__Step 0: Encryption__

Obtain an English plaintext message of 50,000 plaintext characters, where the characters consist only of lowercase a through z (i.e., remove all punctuation, special characters, and spaces, and convert all upper case to lower case). Set a key yourself and encrypt this plaintext using a simple substitution cipher.

__Step 1: Generate a digraph frequency matrix A for English text__

Use an English text with 1,000,000 characters (only 26 letters in lowercases) to compute a digraph frequency matrix A, where aij is the count of the number of times that letter i is followed by letter j. Here, we assume that a is letter 0, b is letter 1, c is letter 2, and so on. Next, add five to each element in your 26×26 matrix A. Finally, normalize your matrix A by dividing each element by its row sum. The resulting matrix A will be row stochastic, and it will not contain any 0 probabilities.
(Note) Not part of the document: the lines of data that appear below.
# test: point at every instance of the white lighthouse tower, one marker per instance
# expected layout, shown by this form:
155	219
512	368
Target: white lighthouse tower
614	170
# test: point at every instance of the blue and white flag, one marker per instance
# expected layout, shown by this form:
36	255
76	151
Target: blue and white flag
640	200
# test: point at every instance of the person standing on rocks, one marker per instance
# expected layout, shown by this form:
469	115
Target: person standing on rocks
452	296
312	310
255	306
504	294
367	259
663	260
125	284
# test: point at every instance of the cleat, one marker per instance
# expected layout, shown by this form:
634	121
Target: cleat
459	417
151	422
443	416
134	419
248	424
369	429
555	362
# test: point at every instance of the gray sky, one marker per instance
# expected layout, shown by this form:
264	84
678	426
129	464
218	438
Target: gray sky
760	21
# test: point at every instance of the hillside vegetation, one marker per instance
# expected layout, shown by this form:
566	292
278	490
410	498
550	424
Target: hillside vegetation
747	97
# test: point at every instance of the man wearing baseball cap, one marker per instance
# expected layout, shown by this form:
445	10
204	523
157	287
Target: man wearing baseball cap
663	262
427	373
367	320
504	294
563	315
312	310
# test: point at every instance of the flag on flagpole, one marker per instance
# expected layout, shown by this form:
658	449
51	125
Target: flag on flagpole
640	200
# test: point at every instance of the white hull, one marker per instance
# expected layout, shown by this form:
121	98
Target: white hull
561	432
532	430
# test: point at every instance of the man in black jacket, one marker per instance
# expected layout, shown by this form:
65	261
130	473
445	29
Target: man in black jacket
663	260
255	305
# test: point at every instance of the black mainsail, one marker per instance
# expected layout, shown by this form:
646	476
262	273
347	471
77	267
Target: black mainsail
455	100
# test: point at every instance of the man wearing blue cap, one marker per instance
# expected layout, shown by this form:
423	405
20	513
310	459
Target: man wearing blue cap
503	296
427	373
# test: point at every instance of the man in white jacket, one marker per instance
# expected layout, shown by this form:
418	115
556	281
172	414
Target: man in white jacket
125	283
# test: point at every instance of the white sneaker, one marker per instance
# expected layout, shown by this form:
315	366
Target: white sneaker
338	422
__Step 2: Train an HMM with M = N = 26__

Using the first 1000 characters of ciphertext you generated in step 0 as O to train an HMM, where the A matrix is initialized with your A matrix from step 1. That is, in your HMM, do not re-estimate A. For B & pi, randomly initialize them so each element is about 1/26 (recall they also need to be row stochastic! and do NOT make all elements the same). Train using 200 iterations of the Baum-Welch re-estimation algorithm.

__Step 3: Analyze Result__

Use the final B matrix you get from step 2 to determine a putative key and give the fraction of putative key elements that match the actual key (as a decimal, to four places). For example, if 22 of the 26 key positions are correct, then your answer would be 22/26 = 0.8462. If the accuracy is low (<80%), you can do several tries.

separate files:

- Your source code (in any language you like)
- A report in .doc or .pdf that includes screenshot(s) of the result, and your analysis. The format doesn’t matter, just make sure the screenshots are clear and easy to read.